The Tough Choice: Selling Helios

In a bid to navigate the choppy waters of the bear market, Argo Blockchain has decided to part ways with its flagship mining facility, Helios. The CEO, Peter Wall, announced on December 28 that a deal was struck with Mike Novogratz’s Galaxy Digital for a cool $65 million. It’s like selling your favorite old couch to pay off student loans—except this couch runs on 200 megawatts of electricity and produces Bitcoin.

Financing a Future

Argo isn’t just selling Helios and calling it a day. They’ll also be getting a $35 million equipment financing loan from Galaxy, aimed at slashing their debt down by $41 million. This could be the financial lifebuoy they desperately need amidst rising energy prices and plummeting Bitcoin values. Wall highlighted that this deal was the “only viable path forward.” At this point, even the words “viable path” sound like a life raft in turbulent waters.

Keeping Their Mining Machines

Interestingly, selling Helios doesn’t mean Argo is tossing their mining machines out like yesterday’s takeout.
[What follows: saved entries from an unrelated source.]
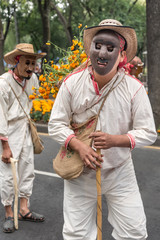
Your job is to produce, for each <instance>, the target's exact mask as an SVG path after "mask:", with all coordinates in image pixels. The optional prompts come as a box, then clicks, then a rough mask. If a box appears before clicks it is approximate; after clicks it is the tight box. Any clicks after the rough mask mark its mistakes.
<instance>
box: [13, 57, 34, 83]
mask: <svg viewBox="0 0 160 240" xmlns="http://www.w3.org/2000/svg"><path fill="white" fill-rule="evenodd" d="M35 65H36V58H35V57H33V56H21V57H20V58H19V63H18V64H17V72H18V75H19V77H20V78H26V79H30V78H31V76H32V74H33V72H34V70H35Z"/></svg>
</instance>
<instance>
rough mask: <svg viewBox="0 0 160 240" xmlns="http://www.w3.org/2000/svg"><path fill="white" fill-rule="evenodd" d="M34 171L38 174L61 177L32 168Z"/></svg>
mask: <svg viewBox="0 0 160 240" xmlns="http://www.w3.org/2000/svg"><path fill="white" fill-rule="evenodd" d="M34 172H35V173H36V174H40V175H45V176H50V177H57V178H61V177H60V176H58V175H57V174H56V173H50V172H44V171H39V170H34Z"/></svg>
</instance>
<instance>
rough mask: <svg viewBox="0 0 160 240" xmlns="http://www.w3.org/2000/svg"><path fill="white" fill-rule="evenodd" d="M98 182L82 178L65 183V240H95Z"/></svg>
mask: <svg viewBox="0 0 160 240" xmlns="http://www.w3.org/2000/svg"><path fill="white" fill-rule="evenodd" d="M96 200H97V193H96V181H95V179H94V180H93V179H87V177H86V176H83V175H82V176H80V177H79V178H78V179H75V180H70V181H66V180H65V183H64V206H63V208H64V226H63V238H64V240H95V239H96V235H97V227H96Z"/></svg>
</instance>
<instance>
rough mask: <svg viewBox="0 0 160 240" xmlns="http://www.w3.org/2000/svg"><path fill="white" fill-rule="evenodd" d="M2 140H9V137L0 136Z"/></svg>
mask: <svg viewBox="0 0 160 240" xmlns="http://www.w3.org/2000/svg"><path fill="white" fill-rule="evenodd" d="M0 140H3V141H8V138H7V137H2V136H0Z"/></svg>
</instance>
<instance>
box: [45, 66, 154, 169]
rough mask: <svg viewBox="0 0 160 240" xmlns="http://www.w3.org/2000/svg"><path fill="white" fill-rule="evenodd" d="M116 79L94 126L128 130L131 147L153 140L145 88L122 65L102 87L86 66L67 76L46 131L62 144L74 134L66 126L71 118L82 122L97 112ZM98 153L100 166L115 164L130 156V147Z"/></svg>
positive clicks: (149, 106)
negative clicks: (80, 69)
mask: <svg viewBox="0 0 160 240" xmlns="http://www.w3.org/2000/svg"><path fill="white" fill-rule="evenodd" d="M116 79H117V80H116ZM115 80H116V83H115V85H114V87H115V88H114V89H113V90H112V91H111V92H110V93H109V95H108V97H107V99H106V101H105V103H104V105H103V108H102V110H101V112H100V115H99V119H98V123H97V128H96V129H97V130H100V131H102V132H105V133H108V134H113V135H122V134H127V135H128V137H129V139H130V141H131V146H132V148H134V147H142V146H145V145H150V144H152V143H154V142H155V140H156V138H157V133H156V129H155V124H154V119H153V113H152V109H151V105H150V102H149V99H148V96H147V93H146V90H145V88H144V86H143V85H142V83H141V82H140V81H139V80H137V79H135V78H133V77H132V76H130V75H126V74H125V72H124V69H119V70H118V72H117V74H116V75H115V76H114V78H113V79H112V80H111V81H110V82H109V83H108V84H106V85H105V86H104V87H103V88H102V89H101V90H99V89H98V85H97V83H96V82H95V81H94V80H93V79H92V77H91V74H90V72H89V70H88V68H86V69H85V70H81V71H79V72H76V73H73V74H71V75H70V76H69V77H67V78H66V79H65V80H64V82H63V84H62V86H61V87H60V90H59V92H58V95H57V97H56V100H55V103H54V106H53V109H52V113H51V116H50V121H49V125H48V130H49V135H50V136H51V137H52V138H53V139H54V140H56V141H57V142H59V143H60V144H61V145H65V143H66V142H67V141H68V139H70V136H71V135H72V134H74V132H73V131H72V130H71V129H70V128H69V123H70V119H71V118H72V120H73V122H75V123H83V122H85V121H86V120H87V119H89V118H90V117H92V116H93V115H96V114H97V113H98V110H99V108H100V106H101V103H102V99H103V97H104V96H105V95H106V94H107V92H108V91H109V89H110V88H111V86H112V85H113V83H114V82H115ZM101 153H102V154H103V155H104V157H103V159H104V162H103V164H102V165H103V166H102V168H103V169H109V168H114V167H117V166H119V165H121V164H122V163H123V162H124V161H126V160H128V159H130V158H131V149H130V148H124V147H123V148H120V147H113V148H110V149H105V150H101Z"/></svg>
According to Wall, the firm hasn’t sold any of their beloved miners, which will continue to operate at the Helios facility. “Staying at Helios will also allow us to continue to access power through the Texas grid,” he said. Think of it as a tenant still in their apartment after the landlord sells the building. Good luck with the rent, though!

Helios: A Brief History

The Helios facility, which is essentially the crown jewel of Argo’s mining operations, officially opened its gates in May 2022. It’s impressive, boasting 200 MW of electricity and sporting a ‘look-ma-no-hands’ attitude during mining operations. In stark contrast, their other facility in Baie Comeau only manages about 15 MW. Talk about a power difference!

The Financing Struggles

Unfortunately, this decision to sell Helios didn’t come out of the blue. Just months ago, Argo faced the grim reality of potentially closing its doors due to failed financing efforts, including a missed chance to raise $27 million via ordinary shares. It’s a classic case of a company that bit off more than it could chew and is now scrambling to keep its head above water. In mid-December, they were even looking to shed some assets and jump into equipment financing just to avoid bankruptcy. Now, that’s a holiday spirit we can all understand.